Wenngleich es einfach, so nach „gesundem Menschenverstand“ klingen mag: Kinder und Jugendliche von sozialen Medien auszusperren, ist nicht die Lösung. Vielmehr verschiebt ein Social-Media-Verbot das Problem – und die Verantwortung. Hin zu den Kindern, Jugendlichen und Eltern. Weg von den Betreibern der Plattformen.
Wo Kinder ausgesperrt sind, muss man sich ja nicht mehr kümmern
Ein Verbot ist doch für letztere ein Freifahrtschein, um genau so weiterzumachen, wie bisher: Aufmerksamkeit in Gewinn zu verwandeln. Scrollen, liken, kommentieren. Ohne Ende. Und dafür gibt es Herzen. Schreckliche Videos von Terror und Hinrichtungen zu verbreiten. Hasskommentare ungefiltert laufen zu lassen. Denn wo Kinder und Jugendliche offiziell ausgesperrt sind, muss man sich ja nicht mehr kümmern.

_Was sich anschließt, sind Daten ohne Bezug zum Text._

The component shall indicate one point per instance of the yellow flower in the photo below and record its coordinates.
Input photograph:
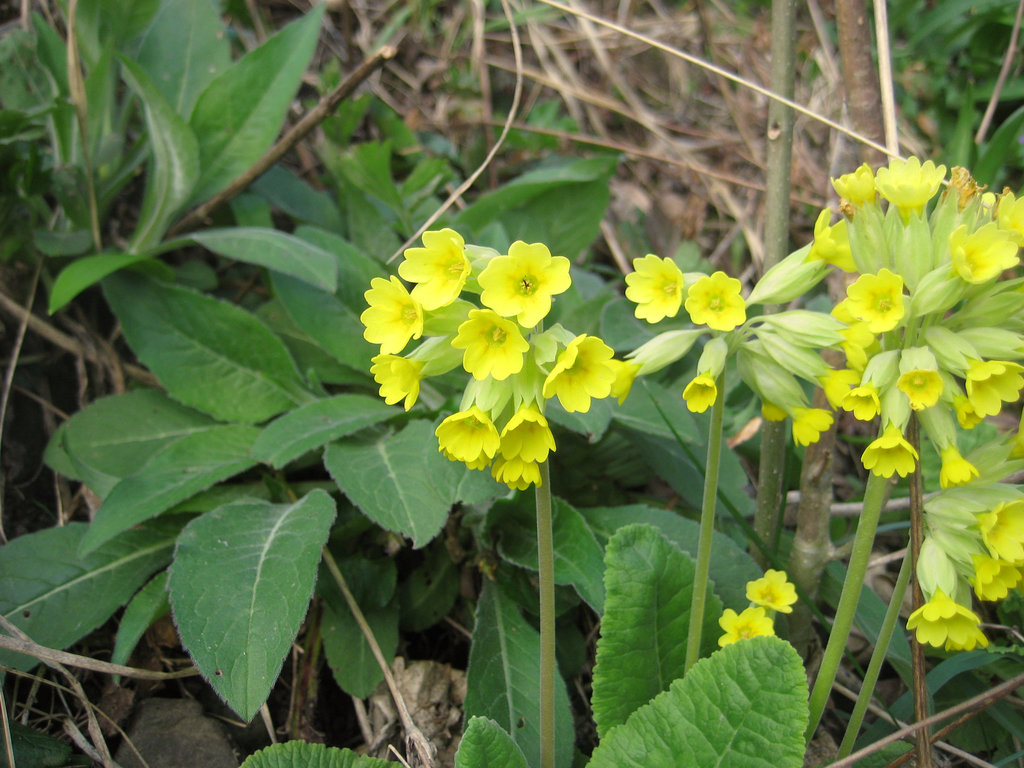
(522, 283)
(908, 184)
(752, 623)
(468, 436)
(862, 401)
(582, 372)
(494, 345)
(993, 578)
(399, 378)
(392, 317)
(858, 187)
(1003, 530)
(516, 473)
(439, 269)
(832, 243)
(982, 255)
(655, 287)
(715, 301)
(878, 299)
(526, 436)
(922, 388)
(990, 383)
(955, 469)
(700, 393)
(890, 454)
(808, 424)
(773, 592)
(943, 622)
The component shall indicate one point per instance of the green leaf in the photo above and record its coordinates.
(148, 604)
(210, 354)
(645, 624)
(175, 160)
(279, 251)
(579, 558)
(504, 678)
(485, 744)
(182, 469)
(305, 755)
(401, 482)
(240, 113)
(242, 579)
(314, 424)
(56, 597)
(744, 707)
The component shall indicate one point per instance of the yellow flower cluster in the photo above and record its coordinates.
(515, 367)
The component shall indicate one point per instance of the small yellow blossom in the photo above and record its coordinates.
(993, 578)
(878, 299)
(522, 283)
(399, 378)
(908, 184)
(858, 187)
(494, 345)
(955, 469)
(922, 388)
(983, 254)
(392, 317)
(890, 454)
(752, 623)
(439, 269)
(809, 423)
(700, 393)
(773, 592)
(655, 287)
(715, 301)
(943, 622)
(582, 372)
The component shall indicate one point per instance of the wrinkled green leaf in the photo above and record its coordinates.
(642, 647)
(242, 579)
(744, 707)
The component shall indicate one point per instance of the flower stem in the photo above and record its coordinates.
(546, 563)
(875, 496)
(707, 524)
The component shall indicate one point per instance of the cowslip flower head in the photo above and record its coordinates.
(751, 623)
(983, 254)
(857, 187)
(943, 622)
(439, 268)
(1003, 530)
(526, 436)
(878, 299)
(714, 301)
(890, 454)
(655, 287)
(700, 393)
(990, 383)
(468, 436)
(993, 578)
(399, 378)
(521, 284)
(773, 592)
(582, 372)
(908, 184)
(809, 423)
(955, 469)
(494, 346)
(392, 317)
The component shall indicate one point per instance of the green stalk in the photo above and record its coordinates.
(878, 657)
(707, 524)
(875, 496)
(546, 566)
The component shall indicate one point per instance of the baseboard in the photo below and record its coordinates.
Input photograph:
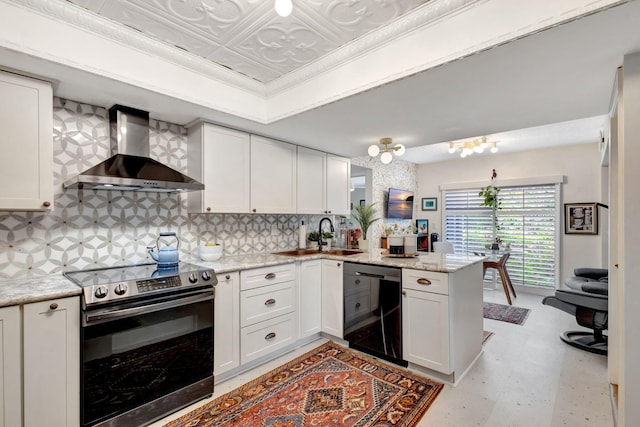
(613, 394)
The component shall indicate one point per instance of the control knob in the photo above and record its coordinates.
(101, 292)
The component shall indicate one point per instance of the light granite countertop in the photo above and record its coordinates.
(445, 263)
(34, 289)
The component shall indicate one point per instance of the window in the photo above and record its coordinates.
(528, 220)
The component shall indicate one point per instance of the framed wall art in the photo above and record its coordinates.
(581, 218)
(430, 204)
(423, 226)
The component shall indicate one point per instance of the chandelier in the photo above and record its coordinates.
(466, 148)
(385, 153)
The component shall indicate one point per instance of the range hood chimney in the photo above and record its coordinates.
(130, 167)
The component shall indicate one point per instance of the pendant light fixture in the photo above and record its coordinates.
(284, 7)
(385, 153)
(466, 148)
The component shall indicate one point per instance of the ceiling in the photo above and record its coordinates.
(561, 75)
(246, 36)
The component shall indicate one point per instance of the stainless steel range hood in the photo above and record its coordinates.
(130, 167)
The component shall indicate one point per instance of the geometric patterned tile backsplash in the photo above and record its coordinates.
(89, 228)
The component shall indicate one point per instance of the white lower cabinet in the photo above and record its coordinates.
(51, 351)
(310, 297)
(10, 367)
(332, 297)
(268, 312)
(442, 319)
(425, 321)
(266, 337)
(226, 326)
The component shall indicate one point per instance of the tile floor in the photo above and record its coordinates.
(526, 377)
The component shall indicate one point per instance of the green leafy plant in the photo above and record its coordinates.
(365, 215)
(491, 198)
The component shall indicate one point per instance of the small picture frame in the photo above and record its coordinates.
(430, 204)
(423, 226)
(581, 218)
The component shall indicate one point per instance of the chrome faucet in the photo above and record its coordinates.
(320, 242)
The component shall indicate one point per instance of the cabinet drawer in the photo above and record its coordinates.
(356, 306)
(263, 338)
(266, 302)
(427, 281)
(356, 284)
(264, 276)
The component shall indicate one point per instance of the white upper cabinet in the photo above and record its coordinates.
(220, 158)
(273, 176)
(311, 181)
(26, 163)
(338, 197)
(323, 183)
(244, 173)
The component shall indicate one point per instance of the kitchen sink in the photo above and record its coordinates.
(301, 252)
(298, 252)
(343, 252)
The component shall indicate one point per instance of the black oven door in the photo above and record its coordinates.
(143, 360)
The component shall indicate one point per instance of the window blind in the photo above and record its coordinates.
(528, 220)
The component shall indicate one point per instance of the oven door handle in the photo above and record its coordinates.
(106, 315)
(378, 276)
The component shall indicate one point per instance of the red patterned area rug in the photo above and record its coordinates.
(328, 386)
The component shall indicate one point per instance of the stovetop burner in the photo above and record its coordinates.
(101, 285)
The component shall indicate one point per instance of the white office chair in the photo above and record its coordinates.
(443, 247)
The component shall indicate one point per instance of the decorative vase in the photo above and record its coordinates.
(363, 244)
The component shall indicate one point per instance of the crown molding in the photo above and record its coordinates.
(81, 18)
(72, 14)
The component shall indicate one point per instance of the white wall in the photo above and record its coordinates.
(580, 164)
(628, 292)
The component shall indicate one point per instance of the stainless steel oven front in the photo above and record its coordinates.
(148, 355)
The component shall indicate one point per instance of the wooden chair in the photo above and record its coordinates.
(501, 266)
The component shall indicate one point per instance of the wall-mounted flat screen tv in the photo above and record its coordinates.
(400, 205)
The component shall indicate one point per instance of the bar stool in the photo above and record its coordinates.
(501, 266)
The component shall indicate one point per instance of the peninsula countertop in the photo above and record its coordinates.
(34, 289)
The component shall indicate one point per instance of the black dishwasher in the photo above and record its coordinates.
(373, 310)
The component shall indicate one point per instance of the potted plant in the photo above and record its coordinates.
(365, 215)
(491, 199)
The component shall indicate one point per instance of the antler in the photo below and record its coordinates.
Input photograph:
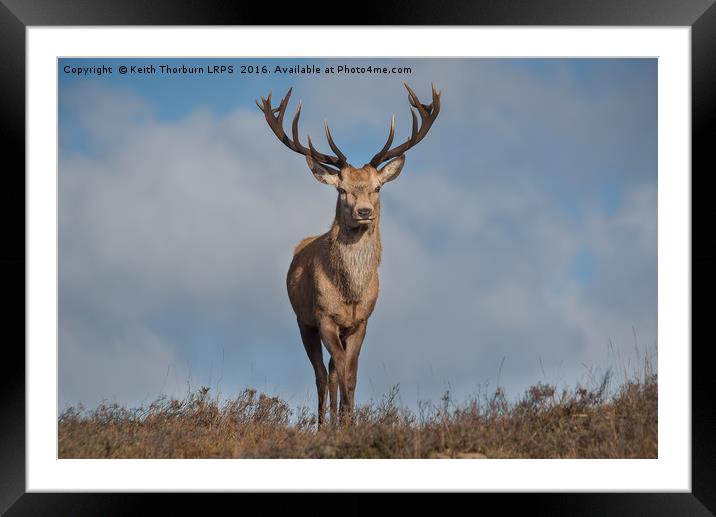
(428, 114)
(276, 125)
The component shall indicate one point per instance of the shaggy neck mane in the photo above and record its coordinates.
(354, 257)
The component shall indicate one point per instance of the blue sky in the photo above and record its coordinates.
(523, 227)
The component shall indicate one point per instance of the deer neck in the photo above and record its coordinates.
(354, 257)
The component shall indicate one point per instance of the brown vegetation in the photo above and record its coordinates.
(543, 423)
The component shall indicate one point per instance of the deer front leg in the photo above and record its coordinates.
(330, 335)
(333, 390)
(353, 343)
(312, 344)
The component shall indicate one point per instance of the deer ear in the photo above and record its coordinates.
(391, 170)
(321, 173)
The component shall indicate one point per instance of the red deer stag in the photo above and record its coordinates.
(333, 278)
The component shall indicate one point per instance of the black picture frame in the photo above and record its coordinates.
(17, 15)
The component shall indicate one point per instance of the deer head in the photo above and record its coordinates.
(358, 204)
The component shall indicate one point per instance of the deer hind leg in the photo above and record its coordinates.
(333, 389)
(312, 344)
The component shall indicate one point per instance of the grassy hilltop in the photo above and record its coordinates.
(543, 423)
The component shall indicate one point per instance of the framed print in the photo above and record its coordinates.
(531, 230)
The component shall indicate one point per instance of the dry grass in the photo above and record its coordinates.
(543, 423)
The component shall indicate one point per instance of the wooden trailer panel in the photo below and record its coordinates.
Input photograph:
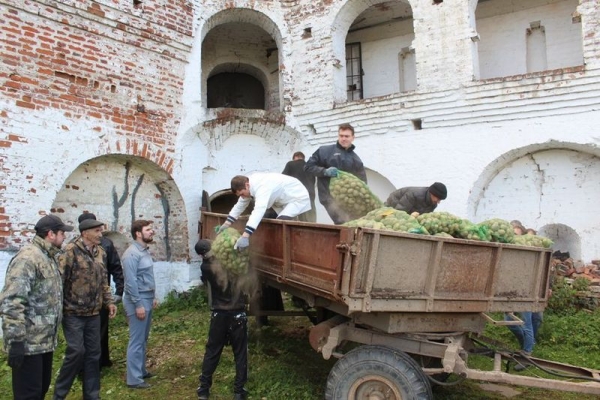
(382, 271)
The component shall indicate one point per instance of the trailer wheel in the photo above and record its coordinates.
(377, 373)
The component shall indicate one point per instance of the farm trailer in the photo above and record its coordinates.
(414, 303)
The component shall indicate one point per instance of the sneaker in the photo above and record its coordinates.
(142, 385)
(203, 395)
(241, 396)
(521, 367)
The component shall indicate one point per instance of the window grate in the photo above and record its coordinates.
(354, 71)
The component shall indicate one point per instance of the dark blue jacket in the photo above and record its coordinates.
(336, 156)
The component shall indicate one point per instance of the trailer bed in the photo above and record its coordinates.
(373, 271)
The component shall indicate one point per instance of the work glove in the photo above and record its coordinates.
(16, 354)
(242, 243)
(331, 172)
(221, 228)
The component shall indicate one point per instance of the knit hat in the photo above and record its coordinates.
(202, 247)
(438, 189)
(85, 216)
(51, 223)
(89, 224)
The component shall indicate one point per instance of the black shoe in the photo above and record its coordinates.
(521, 367)
(142, 385)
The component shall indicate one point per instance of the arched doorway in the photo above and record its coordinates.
(121, 188)
(545, 185)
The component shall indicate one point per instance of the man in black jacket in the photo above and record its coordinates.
(295, 168)
(418, 199)
(327, 161)
(114, 269)
(228, 324)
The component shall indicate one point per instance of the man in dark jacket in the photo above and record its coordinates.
(295, 168)
(418, 199)
(228, 324)
(31, 309)
(327, 161)
(114, 270)
(85, 292)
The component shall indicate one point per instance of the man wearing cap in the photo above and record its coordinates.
(114, 269)
(31, 309)
(418, 199)
(85, 292)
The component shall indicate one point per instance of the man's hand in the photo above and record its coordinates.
(112, 311)
(242, 243)
(140, 313)
(331, 172)
(16, 354)
(221, 228)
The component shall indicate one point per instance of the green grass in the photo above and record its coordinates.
(284, 366)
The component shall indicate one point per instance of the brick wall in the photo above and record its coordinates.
(83, 83)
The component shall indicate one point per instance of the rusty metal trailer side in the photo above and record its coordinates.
(399, 294)
(371, 271)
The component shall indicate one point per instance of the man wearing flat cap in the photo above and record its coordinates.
(418, 199)
(31, 309)
(85, 292)
(114, 270)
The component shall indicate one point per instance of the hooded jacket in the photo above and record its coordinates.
(32, 299)
(333, 155)
(411, 199)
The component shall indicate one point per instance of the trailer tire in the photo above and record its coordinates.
(377, 372)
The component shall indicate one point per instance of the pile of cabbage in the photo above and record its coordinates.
(233, 261)
(352, 195)
(444, 224)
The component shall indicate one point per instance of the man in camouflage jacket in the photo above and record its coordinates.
(31, 309)
(85, 291)
(114, 270)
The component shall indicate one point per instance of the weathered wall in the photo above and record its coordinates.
(96, 83)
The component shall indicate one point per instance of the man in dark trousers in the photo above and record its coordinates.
(325, 164)
(85, 293)
(228, 324)
(295, 168)
(114, 269)
(418, 199)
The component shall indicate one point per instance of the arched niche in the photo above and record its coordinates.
(564, 237)
(121, 188)
(232, 85)
(544, 184)
(243, 38)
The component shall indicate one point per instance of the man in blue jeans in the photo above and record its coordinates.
(139, 301)
(526, 334)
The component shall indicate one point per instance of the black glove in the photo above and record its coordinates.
(16, 354)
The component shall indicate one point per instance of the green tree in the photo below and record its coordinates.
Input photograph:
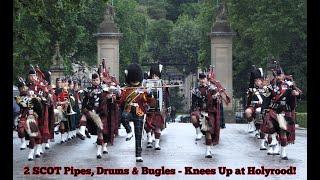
(184, 42)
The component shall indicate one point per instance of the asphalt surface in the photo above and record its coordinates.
(180, 155)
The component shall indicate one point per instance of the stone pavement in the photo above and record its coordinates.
(237, 149)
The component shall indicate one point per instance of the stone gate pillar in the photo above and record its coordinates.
(108, 42)
(221, 54)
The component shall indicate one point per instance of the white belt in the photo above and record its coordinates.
(134, 104)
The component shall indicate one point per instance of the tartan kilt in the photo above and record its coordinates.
(154, 120)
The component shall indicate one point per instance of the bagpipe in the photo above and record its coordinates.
(276, 66)
(220, 88)
(105, 74)
(42, 84)
(66, 101)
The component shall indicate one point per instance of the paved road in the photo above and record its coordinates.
(237, 149)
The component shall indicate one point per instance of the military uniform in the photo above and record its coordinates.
(206, 109)
(279, 121)
(133, 100)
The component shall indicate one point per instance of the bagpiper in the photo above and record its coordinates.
(94, 112)
(155, 116)
(30, 114)
(279, 120)
(205, 109)
(133, 100)
(110, 117)
(256, 95)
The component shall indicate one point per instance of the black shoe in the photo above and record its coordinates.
(149, 145)
(129, 138)
(80, 136)
(87, 134)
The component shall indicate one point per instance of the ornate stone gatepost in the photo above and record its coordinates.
(221, 54)
(57, 68)
(108, 42)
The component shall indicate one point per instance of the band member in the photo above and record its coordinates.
(110, 98)
(93, 109)
(77, 105)
(256, 95)
(35, 112)
(51, 105)
(280, 118)
(133, 100)
(63, 106)
(205, 111)
(155, 116)
(22, 101)
(71, 112)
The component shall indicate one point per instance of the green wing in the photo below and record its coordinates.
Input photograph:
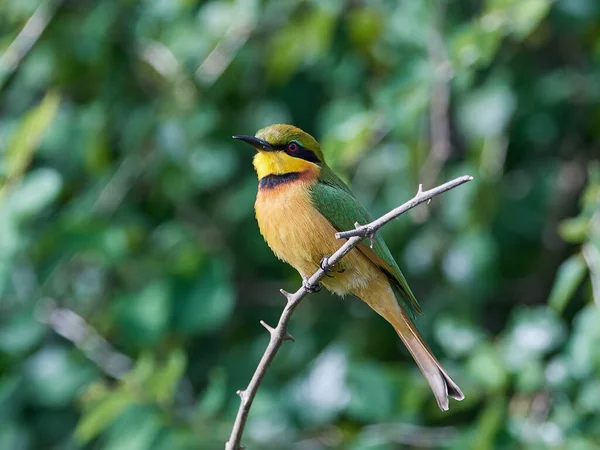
(334, 200)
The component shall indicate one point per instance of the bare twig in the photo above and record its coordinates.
(279, 334)
(26, 39)
(439, 123)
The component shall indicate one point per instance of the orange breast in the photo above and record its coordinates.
(299, 235)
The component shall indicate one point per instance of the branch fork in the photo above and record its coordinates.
(279, 334)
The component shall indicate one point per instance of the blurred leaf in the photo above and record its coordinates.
(137, 429)
(205, 304)
(21, 334)
(489, 424)
(145, 315)
(28, 136)
(584, 345)
(574, 231)
(54, 377)
(36, 191)
(215, 395)
(533, 332)
(371, 395)
(569, 277)
(486, 367)
(102, 413)
(163, 383)
(303, 43)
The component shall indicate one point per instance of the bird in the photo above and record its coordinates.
(300, 205)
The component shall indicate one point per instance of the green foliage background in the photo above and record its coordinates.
(133, 276)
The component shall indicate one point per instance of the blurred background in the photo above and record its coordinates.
(133, 276)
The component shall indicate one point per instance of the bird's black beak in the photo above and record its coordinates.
(257, 143)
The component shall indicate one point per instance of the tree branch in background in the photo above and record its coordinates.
(439, 121)
(279, 334)
(27, 38)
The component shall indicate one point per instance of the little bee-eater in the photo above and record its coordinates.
(300, 206)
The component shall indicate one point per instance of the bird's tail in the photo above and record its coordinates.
(441, 384)
(379, 296)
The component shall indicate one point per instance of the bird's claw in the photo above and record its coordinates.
(324, 264)
(312, 288)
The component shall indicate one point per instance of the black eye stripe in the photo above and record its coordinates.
(301, 152)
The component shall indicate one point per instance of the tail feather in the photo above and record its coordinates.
(379, 295)
(441, 384)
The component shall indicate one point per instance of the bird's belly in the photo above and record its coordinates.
(299, 235)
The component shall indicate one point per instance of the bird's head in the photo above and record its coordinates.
(284, 149)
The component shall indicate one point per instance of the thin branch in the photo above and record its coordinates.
(279, 334)
(26, 39)
(439, 122)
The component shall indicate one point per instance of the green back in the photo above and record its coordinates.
(334, 200)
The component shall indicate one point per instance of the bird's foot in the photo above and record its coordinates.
(324, 264)
(311, 288)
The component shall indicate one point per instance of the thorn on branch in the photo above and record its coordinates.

Die Vorschläge der Jungen Union, wie Plattformen stärker reguliert werden könnten, sind nur ein erster Schritt.
Denn in der ganzen Debatte, in der wohlgemerkt ständig über Heranwachsende – statt mit ihnen – gesprochen wird, vergessen viele schlicht, dass wir längst in einer hybriden Welt leben. Bestimmte Gruppen davon auszusperren, ergibt keinen Sinn: Für Kinder und Jugendliche sind soziale Medien die Austauschplattform Nummer eins. Sie bedeuten digitale Teilhabe, Vernetzung, Freundschaft. Sie sind Teil ihrer Lebensrealität.
Es braucht digitale Schutzräume, die moderiert sind
Doch diese Realität muss in geschützten Räumen stattfinden. Damit all der Hass, die Deepfakes, die pornografischen Inhalte ausgesperrt bleiben. Es braucht Plattformen, die moderiert sind. Auf denen sich Jugendliche sicher fühlen.
Solche Räume zu schaffen, liegt nicht in der Verantwortung der Nutzerinnen und Nutzer. Sondern der Politik und der Plattformbetreiber. Wenn Politiker also nach einem Verbot rufen, verkennen sie die Lebensrealität der jungen Generation. Sie wären besser beraten, würden sie ihre Energie endlich in die Regulierung der Anbieter investieren. Eine Pflicht zur Offenlegung und Deaktivierung von schädlichen Algorithmen, die Hass, Depressionen oder Cybermobbing verstärken, wäre ein Anfang.